Common use case: agent tool routing

A support agent that can search docs, look up an order, or send an email. Each tool has different required arguments, and the agent must choose exactly one per step.

Schema pattern

{
  "anyOf": [
    {
      "type": "object",
      "properties": {
        "tool": { "const": "search_docs" },
        "query": { "type": "string", "minLength": 3, "maxLength": 200 },
        "top_k": { "type": "integer", "minimum": 1, "maximum": 10 }
      },
      "required": ["tool", "query", "top_k"],
      "additionalProperties": false
    },
    {
      "type": "object",
      "properties": {
        "tool": { "const": "lookup_order" },
        "order_id": { "type": "string", "pattern": "^ORD-[0-9]{4,10}$" }
      },
      "required": ["tool", "order_id"],
      "additionalProperties": false
    },
    {
      "type": "object",
      "properties": {
        "tool": { "const": "send_email" },
        "to": { "type": "string", "format": "email" },
        "subject": { "type": "string", "minLength": 3, "maxLength": 120 },
        "body": { "type": "string", "minLength": 10, "maxLength": 1000 }
      },
      "required": ["tool", "to", "subject", "body"],
      "additionalProperties": false
    }
  ]
}

Example outputs

Order lookup:
{
  "tool": "lookup_order",
  "order_id": "ORD-9842"
}
Doc search:
{
  "tool": "search_docs",
  "query": "password reset link expired",
  "top_k": 5
}

Why this works

In this pattern, anyOf is enough because the discriminator makes the branches mutually exclusive.
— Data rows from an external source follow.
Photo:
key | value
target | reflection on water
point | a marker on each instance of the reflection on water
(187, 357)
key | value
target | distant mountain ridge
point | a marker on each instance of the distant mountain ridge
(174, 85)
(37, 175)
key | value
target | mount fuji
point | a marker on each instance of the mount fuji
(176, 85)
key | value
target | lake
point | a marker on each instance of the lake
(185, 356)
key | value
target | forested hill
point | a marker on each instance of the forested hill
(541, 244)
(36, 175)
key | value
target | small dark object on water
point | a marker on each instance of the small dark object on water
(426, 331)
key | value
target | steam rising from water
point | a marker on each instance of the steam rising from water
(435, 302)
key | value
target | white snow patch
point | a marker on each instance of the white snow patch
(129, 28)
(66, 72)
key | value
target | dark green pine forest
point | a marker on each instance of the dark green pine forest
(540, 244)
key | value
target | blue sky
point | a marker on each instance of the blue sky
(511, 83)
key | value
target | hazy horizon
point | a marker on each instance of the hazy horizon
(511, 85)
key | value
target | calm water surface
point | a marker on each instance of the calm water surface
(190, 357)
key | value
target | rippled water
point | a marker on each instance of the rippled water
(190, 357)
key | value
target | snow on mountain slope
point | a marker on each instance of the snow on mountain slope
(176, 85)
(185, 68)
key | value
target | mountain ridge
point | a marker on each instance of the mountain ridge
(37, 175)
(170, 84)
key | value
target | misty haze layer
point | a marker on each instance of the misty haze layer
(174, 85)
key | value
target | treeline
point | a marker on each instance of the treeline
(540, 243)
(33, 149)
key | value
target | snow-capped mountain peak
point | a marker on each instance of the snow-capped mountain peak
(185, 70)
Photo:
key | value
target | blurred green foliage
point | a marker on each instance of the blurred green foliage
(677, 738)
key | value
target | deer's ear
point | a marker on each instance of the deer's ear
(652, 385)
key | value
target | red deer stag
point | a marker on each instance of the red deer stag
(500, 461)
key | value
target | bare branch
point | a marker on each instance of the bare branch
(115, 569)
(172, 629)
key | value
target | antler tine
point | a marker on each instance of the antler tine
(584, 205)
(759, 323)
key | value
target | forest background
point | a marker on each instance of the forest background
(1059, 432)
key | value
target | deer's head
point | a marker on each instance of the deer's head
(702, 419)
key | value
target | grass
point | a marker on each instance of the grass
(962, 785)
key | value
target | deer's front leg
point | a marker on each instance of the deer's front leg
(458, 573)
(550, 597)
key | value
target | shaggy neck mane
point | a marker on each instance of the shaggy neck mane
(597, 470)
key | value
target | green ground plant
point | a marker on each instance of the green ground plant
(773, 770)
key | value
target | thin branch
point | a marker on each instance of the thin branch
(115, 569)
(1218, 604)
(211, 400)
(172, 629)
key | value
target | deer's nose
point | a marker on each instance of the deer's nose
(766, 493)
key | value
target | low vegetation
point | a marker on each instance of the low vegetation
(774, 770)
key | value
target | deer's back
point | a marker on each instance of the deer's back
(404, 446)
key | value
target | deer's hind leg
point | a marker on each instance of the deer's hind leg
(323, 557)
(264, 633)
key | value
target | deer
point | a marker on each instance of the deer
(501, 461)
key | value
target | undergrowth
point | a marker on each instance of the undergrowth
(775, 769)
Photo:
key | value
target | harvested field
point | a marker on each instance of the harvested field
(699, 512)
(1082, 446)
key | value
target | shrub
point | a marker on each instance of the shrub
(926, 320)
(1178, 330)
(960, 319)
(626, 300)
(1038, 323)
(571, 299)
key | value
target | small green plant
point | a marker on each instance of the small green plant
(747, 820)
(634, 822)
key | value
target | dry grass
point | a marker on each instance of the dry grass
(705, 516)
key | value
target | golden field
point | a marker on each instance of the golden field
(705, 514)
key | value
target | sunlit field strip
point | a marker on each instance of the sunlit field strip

If the model tried to produce fields from two branches simultaneously, validation would still fail, so it learns to commit to one action. The const value on tool acts as a discriminator: your runtime reads tool, matches it to a handler, and knows exactly which fields are present. No need for if "query" in output heuristics. Each branch also has its own constraints (pattern on order_id, format: "email" on to, bounds on subject and body), so the arguments are validated at generation time, not at execution time.